Oriented box to box hits have collision complexity beyond the momentum resolution (that’s actually easy in comparison).

For a sphere to sphere collision, the detection is easy, the determination of contact point is easy, and the contact normal, penetration, etc… all easy. Trivially so.

For a sphere to axis-aligned bound box, you have multiple TYPES of collision:

sphere → side, sphere → edge, and sphere to corner. Fortunately, all of these are singularities and once you find them the calculations for the “extra stuff” (normal, penetration) are straight forward.

For an oriented box to box collision, you have even more types of collisions:

surface to surface, surface to corner, surface to edge, edge to edge, edge to corner, corner to corner… maybe one or two I’m forgetting? And some cases, “what is the point of impact” is ambiguous. For edge to surface, what is the contact point? The deepest part? The center? Edge to edge might be a singularity or might be the entire length of the edge.

Once you’ve found the point and contact information, imparting momentum changes is the same for all types of shapes. (Their inertia tensor will be different for different bodies but the math is the same.)
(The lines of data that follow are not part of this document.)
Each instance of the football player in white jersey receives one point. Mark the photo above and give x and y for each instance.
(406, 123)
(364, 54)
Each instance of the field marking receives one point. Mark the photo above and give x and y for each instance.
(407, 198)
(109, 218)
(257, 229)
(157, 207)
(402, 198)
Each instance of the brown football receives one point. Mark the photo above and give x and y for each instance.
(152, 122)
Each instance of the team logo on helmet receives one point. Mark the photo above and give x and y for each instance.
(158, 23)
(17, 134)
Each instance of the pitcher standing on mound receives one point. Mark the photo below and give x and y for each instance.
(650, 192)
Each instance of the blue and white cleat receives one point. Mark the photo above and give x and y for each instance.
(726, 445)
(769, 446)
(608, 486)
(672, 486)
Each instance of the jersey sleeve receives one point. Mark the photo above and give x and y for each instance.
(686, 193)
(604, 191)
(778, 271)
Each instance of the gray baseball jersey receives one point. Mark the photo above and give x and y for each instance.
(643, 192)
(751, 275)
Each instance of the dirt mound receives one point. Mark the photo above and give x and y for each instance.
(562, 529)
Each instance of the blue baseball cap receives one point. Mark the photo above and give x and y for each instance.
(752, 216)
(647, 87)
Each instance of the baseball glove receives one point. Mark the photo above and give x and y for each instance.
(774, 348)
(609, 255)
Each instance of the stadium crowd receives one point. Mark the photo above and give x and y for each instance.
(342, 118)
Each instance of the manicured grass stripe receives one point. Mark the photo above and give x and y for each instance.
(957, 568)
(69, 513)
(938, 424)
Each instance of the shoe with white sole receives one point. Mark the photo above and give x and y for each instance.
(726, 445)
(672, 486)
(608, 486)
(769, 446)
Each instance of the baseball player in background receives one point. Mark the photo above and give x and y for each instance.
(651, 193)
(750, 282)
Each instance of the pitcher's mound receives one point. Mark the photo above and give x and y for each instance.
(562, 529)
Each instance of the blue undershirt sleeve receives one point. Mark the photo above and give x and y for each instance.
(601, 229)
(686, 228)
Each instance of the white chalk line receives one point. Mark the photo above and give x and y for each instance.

(I also wrote my own distributed physics engine from scratch which is why I’m more than passingly familiar with this… even if I did cheat in my collision detection to simplify the problem a little.)

Edit: and the really lovely thing is that small errors in one part of the math will often have huge and counterintuitive buggy looking effects in other parts. When I scaled my sailing ships up to full size, they could barely sit on the ground without jittering… seemed like a mass to mass precision problem. Or if they sat still, bumping them would cause them to behave oddly… turned out that there was a bug in the inertia tensor calculation. A really small one.

Lesson: Any physics engine that deals with different scales of objects is going to need reasonably accurate inertia tensors.